The type of source document includes medical file, original copy of the biological examination results, psychological questionnaires and assessments, and imaging examination report.
The datasets analyzed during the current study and statistical code are available from the corresponding author on request after authorization by the sponsor, the legal department of the Hospices Civils de Lyon and the signature of contract between identified parts.
Data confidentiality
In accordance with provisions concerning the confidentiality of data to which persons responsible for the quality control of a study involving human individuals have access (article L.1121–3 of the public health code), and in accordance with the provisions regarding the confidentiality of information relating, in particular, to the trial, the persons who participate, and the results obtained (article R.5121–13 of the public health code), the persons having direct access to the data will take all necessary precautions to ensure the confidentiality of the information related to the trials, to the persons participating and, in particular, with regard to their identity as well as the results obtained.
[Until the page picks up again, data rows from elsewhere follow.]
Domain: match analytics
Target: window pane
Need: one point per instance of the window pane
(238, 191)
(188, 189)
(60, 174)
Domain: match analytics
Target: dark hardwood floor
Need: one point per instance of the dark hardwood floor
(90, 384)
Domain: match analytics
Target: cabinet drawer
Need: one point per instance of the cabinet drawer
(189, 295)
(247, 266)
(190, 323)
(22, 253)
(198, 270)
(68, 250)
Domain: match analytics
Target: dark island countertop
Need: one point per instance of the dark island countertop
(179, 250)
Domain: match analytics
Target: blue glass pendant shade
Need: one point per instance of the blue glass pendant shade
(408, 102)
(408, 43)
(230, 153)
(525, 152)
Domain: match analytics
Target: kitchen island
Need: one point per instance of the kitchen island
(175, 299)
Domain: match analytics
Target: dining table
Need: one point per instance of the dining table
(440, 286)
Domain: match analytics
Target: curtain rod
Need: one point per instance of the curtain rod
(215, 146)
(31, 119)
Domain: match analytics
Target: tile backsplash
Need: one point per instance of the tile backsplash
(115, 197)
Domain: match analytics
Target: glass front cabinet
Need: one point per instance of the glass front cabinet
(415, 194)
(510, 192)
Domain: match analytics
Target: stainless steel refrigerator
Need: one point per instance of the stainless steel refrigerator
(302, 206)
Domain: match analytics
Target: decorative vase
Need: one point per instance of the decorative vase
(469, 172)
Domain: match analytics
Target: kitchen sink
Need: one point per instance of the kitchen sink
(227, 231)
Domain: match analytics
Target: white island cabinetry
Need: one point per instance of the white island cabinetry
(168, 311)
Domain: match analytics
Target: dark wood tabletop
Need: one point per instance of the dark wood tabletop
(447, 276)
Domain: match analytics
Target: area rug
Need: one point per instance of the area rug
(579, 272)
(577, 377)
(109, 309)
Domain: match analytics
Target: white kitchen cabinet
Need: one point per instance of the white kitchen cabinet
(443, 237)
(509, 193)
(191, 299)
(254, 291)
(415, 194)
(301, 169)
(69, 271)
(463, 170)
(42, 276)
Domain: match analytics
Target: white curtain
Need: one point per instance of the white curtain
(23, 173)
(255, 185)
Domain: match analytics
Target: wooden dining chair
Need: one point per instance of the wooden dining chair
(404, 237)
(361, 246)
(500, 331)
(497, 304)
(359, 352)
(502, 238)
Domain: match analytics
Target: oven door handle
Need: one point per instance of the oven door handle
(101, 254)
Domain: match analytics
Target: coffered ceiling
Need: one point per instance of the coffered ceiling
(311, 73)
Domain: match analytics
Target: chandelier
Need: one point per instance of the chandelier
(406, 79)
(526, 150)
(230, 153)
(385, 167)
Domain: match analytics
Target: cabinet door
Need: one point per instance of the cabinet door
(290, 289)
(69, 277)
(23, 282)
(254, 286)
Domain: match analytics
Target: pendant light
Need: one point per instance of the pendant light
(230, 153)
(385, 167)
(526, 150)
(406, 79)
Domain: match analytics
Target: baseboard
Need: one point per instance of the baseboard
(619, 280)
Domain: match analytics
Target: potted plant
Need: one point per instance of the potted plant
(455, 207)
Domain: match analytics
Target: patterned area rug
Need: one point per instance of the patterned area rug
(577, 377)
These persons, such as the investigators themselves, are subject to professional confidentiality (in accordance with the conditions defined by articles 226–13 and 226–14 of the penal code).
During the research involving human individuals or at its end, the data collected on the persons participating and sent to the sponsor by the investigators (or any other specialists) will be made anonymous.
Under no circumstances should the names or the addresses of persons concerned appear.
Only the first letter of the subjects’ surname and the first letter of their first name shall be recorded, accompanied by a coded number specific to the study indicating the inclusion order of the subject.
The sponsor will ensure that each person participating in the research has given their written agreement granting access to the individual data that concerns them and strictly necessary for the quality control of the study.
Any data required to support the PROTOCOL can be supplied on request after authorization by the sponsor, the legal department of the Hospices Civils de Lyon, and the signature of contract between identified parts.
Administrative procedures
Insurance
The sponsor has subscribed to an insurance policy for the entire duration of the study, covering its own civil liability as well as that of all the doctors involved in the realization of the study. It will also insure the full compensation for harmful consequences of the research for the participating persons and their beneficiaries, except with evidence, at their responsibility, that the damage is not attributable to their mistake or to that of all consultants, without the possibility of being opposed to an act by a third party or the voluntary withdrawal of the person who had initially consented to participate in the research.
The insurance contract was signed before the start of the study with the Société Hospitalière d’Assurance Mutuelle, 18 rue Edouard Rochet, 69008 Lyon, under the number 153.930.
Inspections by regulatory authorities
For the purpose of ensuring compliance with good clinical practice and regulatory agency guidelines, it may be necessary to conduct a site audit or an inspection.
By signing this protocol, the investigator agrees to allow the sponsor and its representative, and drug regulatory agencies to have direct access to his study records for review. These personnel, bound by professional secrecy, will not disclose any personal identity or personal medical information.
These audits involve review of source documents supporting the adequacy and accuracy of data gathered in CRF, review of documentation required to be maintained, and checks on drug accountability. The sponsor will in all cases help the investigator prepare for an inspection by any regulatory authority.
Protocol amendments
No changes or amendments to this protocol may be made by the investigator or by the sponsor after the protocol has been agreed to and signed by both parties, unless such change(s) or amendment(s) have been fully discussed and agreed upon by the investigator and the sponsor.
Any change agreed upon will be recorded in writing, the written amendment will be signed by the investigator and by the sponsor and the signed amendment will be appended to this protocol.
Approval/authorization of amendments by the Ethics Committee (CPP) and National Agency for Drug and Medical Device Safety (ANSM) is required prior to their implementation, unless there are overriding safety reasons. A new consent will be collected from the people already participating in the study, if necessary.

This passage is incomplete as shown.